26.6.08

Trocando de biquíni - sem parar

alma gentil não se nega a apontar o caminho certo:

_ Pode ir reto, Satanás!

25.6.08

perguntas de um trabalhador que não lê

lâmina d'água
será que corta?

23.6.08

um cheiro no bago do olho
um cheiro no cangote
um cheiro no subaco
cheiro no babau
um cheiro, nega
cheiro, mãe
cheiro, pai
cheiro, maninho
cheiro, maninha
cheiro, siá
cheiro, siazinha
vem cá, dá um cheiro!
ô, siazinha, dá um cheiro!
cheiro, gente, um cheiro.

20.6.08

A gente toma banho. Se esforça pra ficar bonitinho. Sai limpinho de casa. No caminho, vai absorvendo os odores da cidade. CO2, cigarro e perfume mais vagabundo que o nosso. Uma bosta. Eis que, entre o churrasgato e o cecê das sete da manhã, o cheiro vulgar de patchuli traz de volta o melhor Natal da infância.
Maldito Proust.

17.6.08

Eu dizia e repetia:

a little less conversation, a little more action...

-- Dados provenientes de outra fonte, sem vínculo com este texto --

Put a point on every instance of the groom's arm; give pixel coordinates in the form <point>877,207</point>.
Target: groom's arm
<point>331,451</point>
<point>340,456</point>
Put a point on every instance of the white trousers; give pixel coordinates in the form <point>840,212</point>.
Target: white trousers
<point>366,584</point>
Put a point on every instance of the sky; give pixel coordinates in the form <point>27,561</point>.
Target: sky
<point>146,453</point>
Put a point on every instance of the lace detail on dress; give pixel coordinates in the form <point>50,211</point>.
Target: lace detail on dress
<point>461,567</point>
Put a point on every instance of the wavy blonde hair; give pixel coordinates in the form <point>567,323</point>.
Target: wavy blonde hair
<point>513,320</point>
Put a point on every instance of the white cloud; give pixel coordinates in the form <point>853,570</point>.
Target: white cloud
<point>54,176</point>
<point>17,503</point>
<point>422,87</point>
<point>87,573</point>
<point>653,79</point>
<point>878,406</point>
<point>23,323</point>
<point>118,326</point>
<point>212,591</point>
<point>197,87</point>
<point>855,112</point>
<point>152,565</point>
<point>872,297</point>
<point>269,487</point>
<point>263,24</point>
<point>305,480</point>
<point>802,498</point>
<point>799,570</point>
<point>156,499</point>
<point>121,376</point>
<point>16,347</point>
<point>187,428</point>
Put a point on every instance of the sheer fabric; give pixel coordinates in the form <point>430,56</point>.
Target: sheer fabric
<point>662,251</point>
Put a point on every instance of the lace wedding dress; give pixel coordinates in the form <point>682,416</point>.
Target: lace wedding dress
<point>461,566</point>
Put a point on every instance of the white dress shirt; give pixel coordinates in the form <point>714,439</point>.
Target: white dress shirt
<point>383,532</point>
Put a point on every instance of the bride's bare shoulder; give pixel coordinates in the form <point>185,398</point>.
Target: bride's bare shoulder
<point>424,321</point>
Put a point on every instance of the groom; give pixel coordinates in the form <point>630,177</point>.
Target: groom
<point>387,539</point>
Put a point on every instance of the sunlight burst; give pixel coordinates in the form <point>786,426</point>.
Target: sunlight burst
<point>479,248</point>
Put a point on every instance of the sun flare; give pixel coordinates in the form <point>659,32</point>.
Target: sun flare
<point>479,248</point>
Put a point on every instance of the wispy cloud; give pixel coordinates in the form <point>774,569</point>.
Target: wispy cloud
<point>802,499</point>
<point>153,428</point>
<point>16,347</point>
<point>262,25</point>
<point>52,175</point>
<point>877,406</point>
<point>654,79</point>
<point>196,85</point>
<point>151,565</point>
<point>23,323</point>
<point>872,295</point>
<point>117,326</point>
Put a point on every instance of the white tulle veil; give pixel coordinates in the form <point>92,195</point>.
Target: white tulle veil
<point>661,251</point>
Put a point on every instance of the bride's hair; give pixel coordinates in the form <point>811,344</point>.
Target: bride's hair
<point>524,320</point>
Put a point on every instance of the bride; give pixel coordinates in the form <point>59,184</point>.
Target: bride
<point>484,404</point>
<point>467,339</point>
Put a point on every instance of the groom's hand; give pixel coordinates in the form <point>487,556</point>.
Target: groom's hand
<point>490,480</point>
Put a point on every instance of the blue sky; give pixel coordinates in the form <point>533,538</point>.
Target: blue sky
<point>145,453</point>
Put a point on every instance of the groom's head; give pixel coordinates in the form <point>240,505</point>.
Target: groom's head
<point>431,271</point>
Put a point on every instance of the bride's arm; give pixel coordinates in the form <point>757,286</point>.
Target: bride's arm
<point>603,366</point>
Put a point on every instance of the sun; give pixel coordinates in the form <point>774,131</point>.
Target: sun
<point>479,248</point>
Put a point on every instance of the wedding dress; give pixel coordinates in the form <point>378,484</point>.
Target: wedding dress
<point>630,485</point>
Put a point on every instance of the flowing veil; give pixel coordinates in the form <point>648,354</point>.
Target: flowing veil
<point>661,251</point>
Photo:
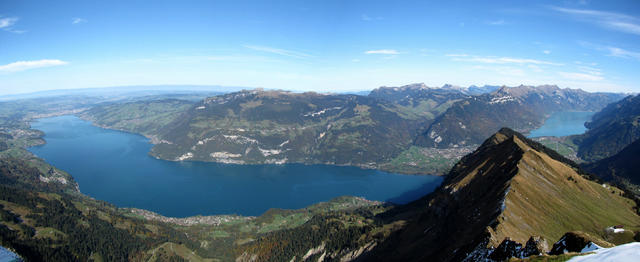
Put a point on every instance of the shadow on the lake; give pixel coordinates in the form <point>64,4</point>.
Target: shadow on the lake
<point>417,193</point>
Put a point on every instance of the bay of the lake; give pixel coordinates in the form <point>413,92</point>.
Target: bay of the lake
<point>563,124</point>
<point>115,166</point>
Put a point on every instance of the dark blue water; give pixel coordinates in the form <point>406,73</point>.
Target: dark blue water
<point>115,166</point>
<point>563,124</point>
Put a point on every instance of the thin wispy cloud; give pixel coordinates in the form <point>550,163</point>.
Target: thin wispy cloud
<point>278,51</point>
<point>7,24</point>
<point>27,65</point>
<point>366,17</point>
<point>612,50</point>
<point>610,20</point>
<point>497,22</point>
<point>499,60</point>
<point>581,76</point>
<point>382,52</point>
<point>619,52</point>
<point>78,20</point>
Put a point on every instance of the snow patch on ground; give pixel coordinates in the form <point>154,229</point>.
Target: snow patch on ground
<point>501,100</point>
<point>590,247</point>
<point>224,155</point>
<point>268,152</point>
<point>312,114</point>
<point>622,253</point>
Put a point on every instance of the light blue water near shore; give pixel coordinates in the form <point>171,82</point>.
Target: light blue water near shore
<point>563,124</point>
<point>114,166</point>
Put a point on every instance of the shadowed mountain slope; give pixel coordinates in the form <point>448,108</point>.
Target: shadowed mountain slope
<point>522,108</point>
<point>508,188</point>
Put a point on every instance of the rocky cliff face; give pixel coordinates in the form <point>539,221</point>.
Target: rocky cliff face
<point>500,196</point>
<point>522,108</point>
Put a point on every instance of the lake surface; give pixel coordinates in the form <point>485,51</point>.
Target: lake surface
<point>114,166</point>
<point>563,124</point>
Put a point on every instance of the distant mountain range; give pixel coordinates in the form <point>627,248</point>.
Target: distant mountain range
<point>507,199</point>
<point>610,130</point>
<point>522,108</point>
<point>412,128</point>
<point>510,198</point>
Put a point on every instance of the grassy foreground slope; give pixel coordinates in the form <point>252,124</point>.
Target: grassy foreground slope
<point>510,187</point>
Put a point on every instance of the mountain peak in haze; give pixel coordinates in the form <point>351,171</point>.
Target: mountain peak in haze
<point>510,189</point>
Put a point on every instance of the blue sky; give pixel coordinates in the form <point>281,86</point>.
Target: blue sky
<point>319,45</point>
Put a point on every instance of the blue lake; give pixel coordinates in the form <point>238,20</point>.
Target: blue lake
<point>114,166</point>
<point>563,124</point>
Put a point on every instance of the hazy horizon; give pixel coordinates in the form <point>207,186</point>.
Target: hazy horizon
<point>322,46</point>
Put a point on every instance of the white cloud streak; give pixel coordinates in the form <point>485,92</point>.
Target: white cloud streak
<point>614,21</point>
<point>78,20</point>
<point>278,51</point>
<point>7,24</point>
<point>382,52</point>
<point>619,52</point>
<point>497,22</point>
<point>27,65</point>
<point>581,76</point>
<point>498,60</point>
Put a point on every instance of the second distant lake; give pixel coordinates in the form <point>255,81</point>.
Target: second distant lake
<point>115,166</point>
<point>563,124</point>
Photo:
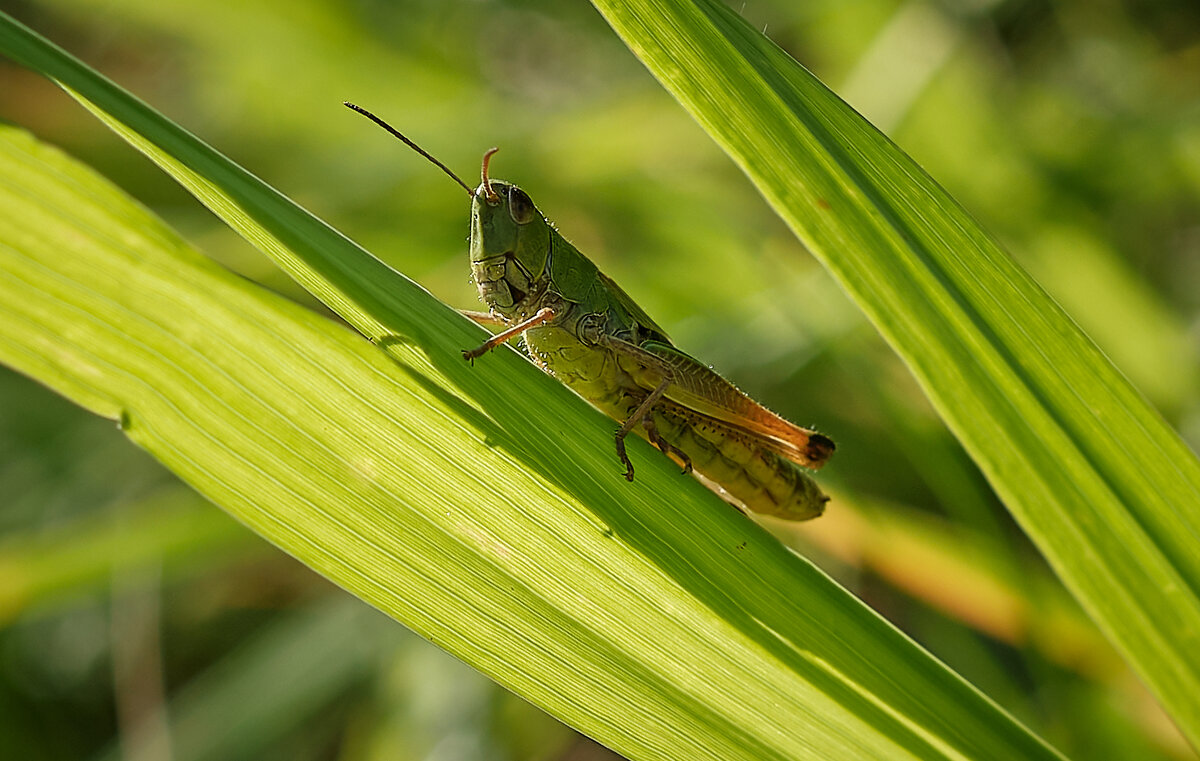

Nada. Ele lá. Insistindo em ser sensível.

5.6.08

Óia o tempo que passou. Me mudei para São Paulo e talz... As palavras secaram um pouco. Peguei uma gripe. Úmido o nariz pelo menos. Vira e mexe os olhos coçam e uns dez espirros iniciam/encerram o dia. Muita televisão para ver cenas de horror que me dão tédio. Muito barulho ao qual devo me acostumar para voltar a me ouvir. Me alegro pelos amigos próximos, que me rendem terapias do riso. O ritmo da minha prosa é entre o superficial-contemporâneo e o melancólico-bandeiresco, mas uma hora dessas qualquer reviro a volta. Rá! Trocadalhos do carilho a mais ingênua diversão e muita gente acha que é o supra-sumo da poesia. Em tempos de crise quem tem um olho é rei. Ciclope saravá. Perdida a vontade e/ou capacidade de autocrítica, a gente fala tudo. E vem sem pé nem cabeça a fala ou com pés e cabeças demais. Se quem tem mais cabeças tem mais olhos, então talvez a gente 'teje' no lucro. Um ciclope com várias cabeças ainda é um ciclope? Eu posso inventar esse bicho? Várias almas redondas de etimologia furada e histórias pra boi dormir. Eu só posso dizer que, recentemente, me desencantei da morte, cujo mistério é nenhum.